In countries around the world, people with Down syndrome are becoming increasingly endangered due to the pressure put upon parents to abort after a prenatal diagnosis. But there is also increasing pushback, especially from the Down syndrome community. Self-advocates and family members alike are speaking up about the inherent worth that people with Down syndrome possess.
Australian mom Joelle Kelly gave birth to her daughter, Josee, after receiving a prenatal diagnosis of Down syndrome. But along the way, she was repeatedly pressured to have an abortion, which she outlined in a Facebook post.
“We were told AT our 12 week screen that we needed to proceed with further testing quickly in order to make decisions about our pregnancy,” she began. “The seed was planted THERE. We were given NO hope that she would survive at 13 weeks, told she was in heart failure and full of fluid, and they said it would be best to end the pregnancy.”
READ: Powerful documentary shows doctors’ push to abort babies with Down syndrome
At 14 weeks, Josee’s diagnosis of Down syndrome was confirmed, so their doctors told them an abortion could be arranged in less than two days, and not to travel. But when Kelly still refused, the doctors continued to pressure her:
At 14.5 weeks the doctor said ‘I don’t know why the receptionist even gave you a blue book’ (the medical book every pregnant woman received to track their pregnancy). We were again told there was no hope and that it would be best to end her life. And then we were told she wouldn’t survive anyway if we didn’t choose abortion, and informed of how to make sure we collected all parts of our baby to take in to hospital when I miscarried.
At 15 weeks we were checked on again by the hospital via phone about what we were doing, and were told that what we were doing by not choosing abortion was keeping her until ‘foetal demise’ occurred. Basically she wouldn’t develop and would pass naturally.
At 19 weeks when she looked like her heart was ok and the fluid had resolved, we imagined we wouldn’t receive any more coercion about abortion from medical professionals.
We were wrong.
At every weekly appointment from 19 weeks to 23 weeks we were asked if we were sure we wanted to proceed with her pregnancy.
We were even told that ‘these things happen’ in second marriages and asked if Lewis and I were a second marriage.
Not once were we given information about Down syndrome, not once.
Despite their being resources available from our state Down syndrome organisation that could have helped us, we weren’t even told about organisations, let along current information.
Despite me pleading for information we were told to go home and google her diagnosis.
READ: Amazing family says daughter with Down syndrome ‘taught us to love’
Kelly has since become an outspoken advocate for Down syndrome, founding the T21 Mum Australia Network, and speaking out against the notion that people with Down syndrome would be better off dead. She also has called for parents to be given access to more information and better resources, something she says is sorely lacking in Australia.

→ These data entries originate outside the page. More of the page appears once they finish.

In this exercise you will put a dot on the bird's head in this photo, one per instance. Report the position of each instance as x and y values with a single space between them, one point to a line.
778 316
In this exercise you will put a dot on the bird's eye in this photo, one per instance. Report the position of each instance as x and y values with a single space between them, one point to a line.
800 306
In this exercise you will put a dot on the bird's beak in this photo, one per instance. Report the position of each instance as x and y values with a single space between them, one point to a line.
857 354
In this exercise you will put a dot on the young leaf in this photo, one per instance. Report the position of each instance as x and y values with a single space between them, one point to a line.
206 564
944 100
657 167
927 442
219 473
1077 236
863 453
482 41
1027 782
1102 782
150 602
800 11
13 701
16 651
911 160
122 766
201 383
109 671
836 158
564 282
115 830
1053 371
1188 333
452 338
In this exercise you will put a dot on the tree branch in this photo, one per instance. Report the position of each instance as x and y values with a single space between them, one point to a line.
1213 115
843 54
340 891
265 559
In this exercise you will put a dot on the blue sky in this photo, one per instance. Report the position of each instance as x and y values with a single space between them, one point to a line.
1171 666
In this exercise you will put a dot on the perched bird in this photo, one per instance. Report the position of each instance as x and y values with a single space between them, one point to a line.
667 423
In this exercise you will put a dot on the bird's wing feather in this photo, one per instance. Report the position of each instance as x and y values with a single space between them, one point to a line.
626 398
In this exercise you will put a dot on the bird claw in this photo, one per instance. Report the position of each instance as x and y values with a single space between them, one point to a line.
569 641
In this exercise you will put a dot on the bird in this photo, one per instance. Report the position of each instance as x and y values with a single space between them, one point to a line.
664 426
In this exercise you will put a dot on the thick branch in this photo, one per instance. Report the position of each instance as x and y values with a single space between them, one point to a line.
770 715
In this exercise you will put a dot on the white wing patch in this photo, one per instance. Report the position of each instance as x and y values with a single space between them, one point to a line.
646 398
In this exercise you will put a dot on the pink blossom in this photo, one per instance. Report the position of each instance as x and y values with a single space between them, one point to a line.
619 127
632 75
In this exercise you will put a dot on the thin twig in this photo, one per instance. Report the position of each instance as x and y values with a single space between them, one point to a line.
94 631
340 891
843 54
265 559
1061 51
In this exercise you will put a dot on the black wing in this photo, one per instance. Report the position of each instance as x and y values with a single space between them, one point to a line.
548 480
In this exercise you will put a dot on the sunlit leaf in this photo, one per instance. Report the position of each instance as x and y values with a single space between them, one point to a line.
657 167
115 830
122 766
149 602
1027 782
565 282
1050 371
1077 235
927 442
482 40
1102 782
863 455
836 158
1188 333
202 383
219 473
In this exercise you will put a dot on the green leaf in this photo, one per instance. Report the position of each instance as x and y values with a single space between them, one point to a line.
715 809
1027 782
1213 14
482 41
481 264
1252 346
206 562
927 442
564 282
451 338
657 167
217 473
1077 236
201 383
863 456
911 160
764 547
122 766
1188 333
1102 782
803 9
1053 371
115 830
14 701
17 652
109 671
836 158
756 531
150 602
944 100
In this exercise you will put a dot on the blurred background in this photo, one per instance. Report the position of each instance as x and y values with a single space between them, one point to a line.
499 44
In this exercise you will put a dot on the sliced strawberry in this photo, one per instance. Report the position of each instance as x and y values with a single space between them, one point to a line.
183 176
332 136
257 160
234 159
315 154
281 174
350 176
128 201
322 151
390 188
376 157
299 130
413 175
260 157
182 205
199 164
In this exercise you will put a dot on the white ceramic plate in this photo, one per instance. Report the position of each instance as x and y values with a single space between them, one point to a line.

“Women aren’t given objective information across Australia and they are also not given consistent information,” she said in an interview. “Because I speak to pregnant women every week, I get to really see what these women face and the inconsistencies within the information and support and services that they receive from medical professionals. This is the one thing that really needs to be addressed. Particularly if they are going to be rolling this [prenatal screenings] out to Medicare, who is actually going to be responsible for counseling these women and supporting these women in an objective way?”
She also recently slammed an Australian news anchor for his ableist comments towards people with Down syndrome, giving disdain towards mothers who “knowingly” bring children with Down syndrome into the world.

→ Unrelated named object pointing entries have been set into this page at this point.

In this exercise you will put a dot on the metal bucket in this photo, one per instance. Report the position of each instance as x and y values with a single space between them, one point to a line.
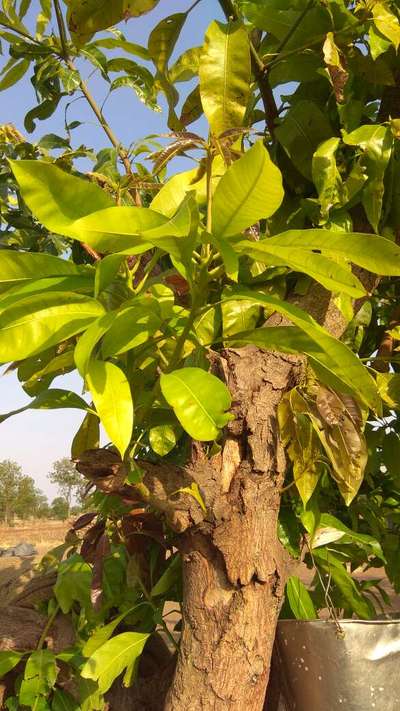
323 670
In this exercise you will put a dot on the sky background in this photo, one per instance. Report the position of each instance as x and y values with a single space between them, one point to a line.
35 439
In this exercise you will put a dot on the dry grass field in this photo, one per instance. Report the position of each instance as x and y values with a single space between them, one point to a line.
43 534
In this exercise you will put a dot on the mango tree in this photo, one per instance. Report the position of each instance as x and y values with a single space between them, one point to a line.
234 327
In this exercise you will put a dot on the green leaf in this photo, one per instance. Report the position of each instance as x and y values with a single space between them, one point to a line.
54 399
186 66
172 194
330 529
225 74
304 127
117 229
163 39
18 267
334 276
334 362
326 176
199 400
82 283
238 316
299 599
303 446
109 661
39 676
87 437
377 144
86 18
73 583
113 400
62 701
387 23
334 567
9 660
121 43
321 254
250 190
56 198
178 235
130 328
102 634
162 439
14 74
38 322
169 578
389 388
106 270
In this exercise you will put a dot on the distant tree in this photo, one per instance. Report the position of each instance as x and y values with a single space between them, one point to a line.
44 509
59 508
18 494
70 483
10 477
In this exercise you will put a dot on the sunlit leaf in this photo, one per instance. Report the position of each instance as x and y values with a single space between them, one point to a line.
113 400
250 190
200 401
110 660
225 71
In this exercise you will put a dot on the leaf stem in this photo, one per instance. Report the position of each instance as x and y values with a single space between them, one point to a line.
47 627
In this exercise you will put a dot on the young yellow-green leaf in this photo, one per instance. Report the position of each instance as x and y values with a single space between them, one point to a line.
118 229
376 142
332 359
102 634
53 399
130 328
62 701
326 176
39 322
387 23
163 39
186 66
106 269
109 660
88 341
331 274
162 439
200 401
56 198
225 75
8 660
250 190
19 267
86 18
172 194
377 254
87 437
299 599
14 74
113 400
73 583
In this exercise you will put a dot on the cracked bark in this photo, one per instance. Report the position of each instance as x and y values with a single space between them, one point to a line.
234 566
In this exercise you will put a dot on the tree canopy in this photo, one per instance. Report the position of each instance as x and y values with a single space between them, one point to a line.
235 325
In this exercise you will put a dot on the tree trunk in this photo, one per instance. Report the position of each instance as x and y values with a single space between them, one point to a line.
234 566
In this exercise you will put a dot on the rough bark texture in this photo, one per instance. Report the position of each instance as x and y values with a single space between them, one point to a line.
234 566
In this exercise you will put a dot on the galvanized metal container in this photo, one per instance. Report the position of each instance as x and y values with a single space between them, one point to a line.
322 669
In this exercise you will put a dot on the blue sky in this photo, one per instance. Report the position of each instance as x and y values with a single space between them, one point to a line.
36 439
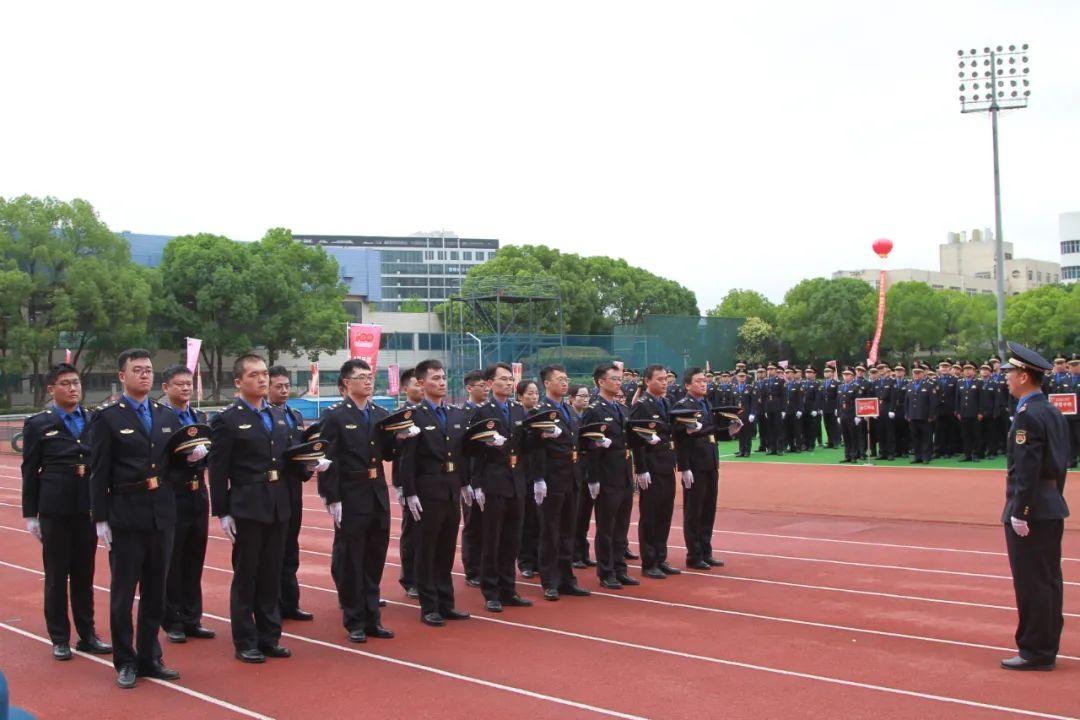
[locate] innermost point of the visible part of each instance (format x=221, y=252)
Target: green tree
x=827, y=318
x=745, y=303
x=66, y=272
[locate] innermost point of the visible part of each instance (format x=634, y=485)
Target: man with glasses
x=56, y=507
x=135, y=516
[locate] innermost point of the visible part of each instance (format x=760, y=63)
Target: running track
x=812, y=616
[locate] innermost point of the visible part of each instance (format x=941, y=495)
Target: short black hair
x=174, y=370
x=55, y=371
x=134, y=353
x=423, y=367
x=240, y=363
x=547, y=371
x=491, y=369
x=349, y=366
x=689, y=372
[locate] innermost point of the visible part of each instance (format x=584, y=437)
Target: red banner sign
x=1065, y=402
x=866, y=407
x=364, y=342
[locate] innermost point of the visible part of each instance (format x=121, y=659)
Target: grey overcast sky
x=719, y=144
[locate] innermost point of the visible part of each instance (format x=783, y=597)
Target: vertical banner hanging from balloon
x=882, y=247
x=364, y=342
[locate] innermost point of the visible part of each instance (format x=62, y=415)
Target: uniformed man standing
x=185, y=477
x=434, y=476
x=250, y=496
x=56, y=507
x=354, y=489
x=135, y=516
x=1035, y=512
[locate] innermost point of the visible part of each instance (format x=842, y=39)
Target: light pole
x=994, y=80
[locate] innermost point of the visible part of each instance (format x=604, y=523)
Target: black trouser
x=472, y=540
x=613, y=508
x=528, y=555
x=655, y=518
x=557, y=516
x=360, y=555
x=1036, y=562
x=832, y=430
x=291, y=558
x=436, y=535
x=254, y=597
x=849, y=432
x=920, y=439
x=502, y=538
x=581, y=524
x=969, y=433
x=406, y=549
x=138, y=558
x=68, y=544
x=699, y=514
x=184, y=584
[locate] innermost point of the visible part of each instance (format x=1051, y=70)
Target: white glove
x=105, y=534
x=1020, y=527
x=413, y=502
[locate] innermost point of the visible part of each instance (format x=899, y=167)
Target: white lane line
x=385, y=659
x=172, y=685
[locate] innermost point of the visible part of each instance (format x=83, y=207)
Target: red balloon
x=882, y=247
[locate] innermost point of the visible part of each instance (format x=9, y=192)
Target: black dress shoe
x=379, y=632
x=125, y=677
x=94, y=646
x=251, y=656
x=1018, y=663
x=158, y=671
x=454, y=613
x=516, y=601
x=277, y=651
x=200, y=632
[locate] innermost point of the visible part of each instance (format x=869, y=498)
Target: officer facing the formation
x=354, y=489
x=56, y=507
x=135, y=516
x=185, y=477
x=1035, y=511
x=250, y=496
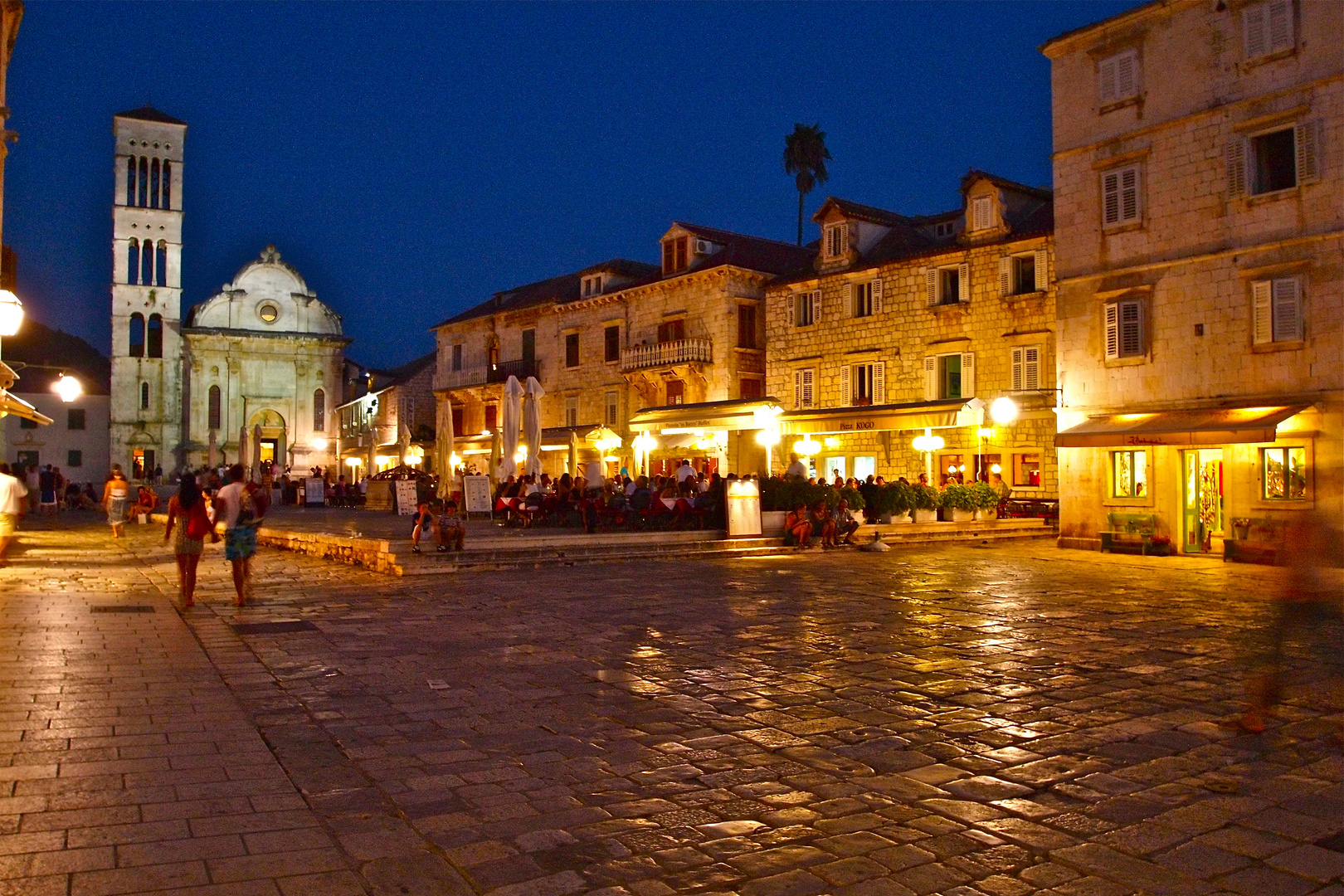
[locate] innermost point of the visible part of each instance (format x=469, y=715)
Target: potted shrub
x=923, y=501
x=960, y=501
x=986, y=500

“Joe… guess what?.. I am one of those mums who ‘knowingly’ brought her child into the world with a diagnosis of Down syndrome,” she wrote. “One that you spoke distastefully of in your segment. I endured over 10 weeks of endless questioning and pressure to abort her once her diagnosis of Down syndrome was known… even though I said no from the time we found out. People ask why I work tirelessly in my spare time to advocate for my own daughter. It’s not because I WANT to… heck I would rather be out just living life… but I HAVE to … because I am TERRIFIED of people like YOU Joe!!!!”
“You cause me heartache because you don’t think things through and just spout off about something you know anything about, to the detriment of my own child,” she continued. “I wouldn’t change my child for the world, but man I would change the world for my child.”